On February 28, at least 175 people – many of them children – were killed when missiles fell on the Shajareh Tayyebeh Primary School in the town of Minab in southern Iran. The massacre came alongside wider US and Israeli strikes across the country.
President Donald Trump has sought to blame Iran for the strike on the school, without providing evidence.
Analyses by CNN and The New York Times found the US was most likely responsible for the attack. Two US officials told Reuters on condition of anonymity that military investigators believed the same.
HRW has since reviewed videos and photos on social media, satellite images, statements by the Iranian Red Crescent Society and US, Israeli, and Iranian government officials, as well as independent media reports on the attack.
The organization found "the attack was carried out by highly accurate, guided munitions, rather than errant weapons whose guidance or propulsion systems failed or were otherwise disrupted and randomly struck the area."
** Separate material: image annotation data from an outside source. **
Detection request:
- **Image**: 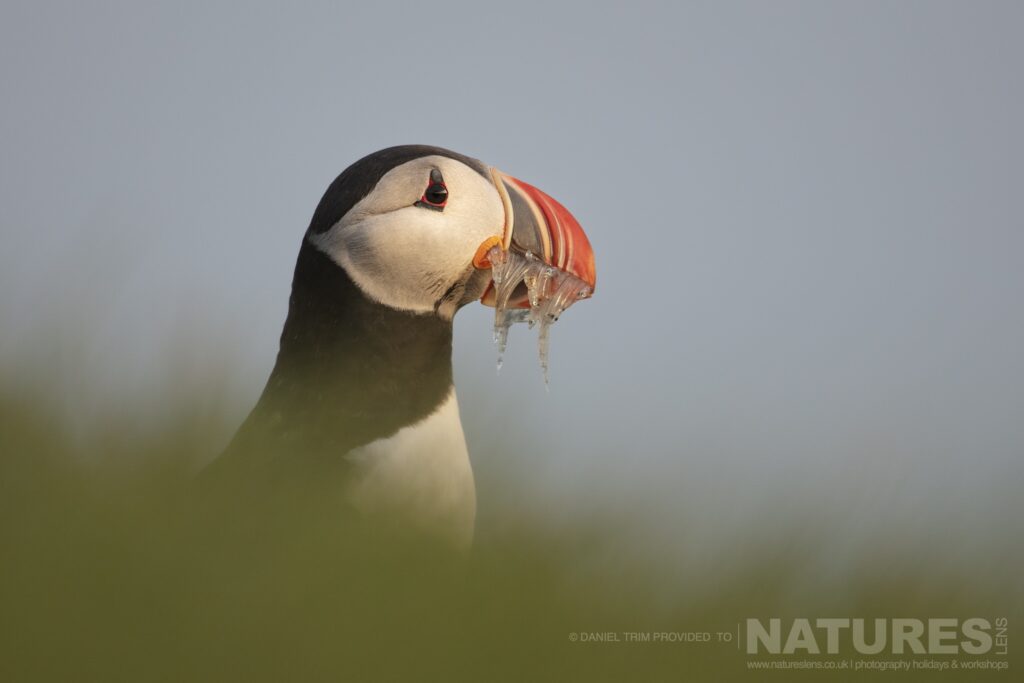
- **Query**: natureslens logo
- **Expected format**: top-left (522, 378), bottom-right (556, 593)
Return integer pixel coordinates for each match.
top-left (746, 617), bottom-right (1009, 655)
"A prompt and thorough investigation is needed into this attack, including if those responsible should have known that a school was there and that it would be full of children and their teachers before midday," said Sophia Jones, an open source researcher with HRW's Digital Investigations Lab.
"Those responsible for an unlawful attack should be held to account, including prosecutions of anyone responsible for war crimes."
US and Israel accused of violating laws of war
HRW found that the school was located on the interior border of an Islamic Revolutionary Guard Corps Naval Forces compound, but that it had its own entrance and was separated from the rest of the compound by an inner wall.
"The school's location within the IRGC Naval Force's compound did not, in and of itself, make the school a legitimate target. The school was in use, and children were in attendance on the day of the attack," HRW said.
"Human Rights Watch found no evidence that would indicate that the school was being used for military purposes, though researchers were not able to speak to witnesses of the strikes, families of those killed, or other informed sources."
HRW said the laws of war bar attacks on military targets in cases in which the anticipated harm to civilians and civilian objects is disproportionate to the military gain.
The organization is calling for both an independent investigation into the attack, and for the US to assess its responsibility and make the findings public.
"Allies of the US and Israel should insist on accountability for the Shajareh Tayyebeh school attack and for an end to attacks on civilian infrastructure in all of their operations across the region, before more civilians, including children, are unlawfully killed," Jones insisted.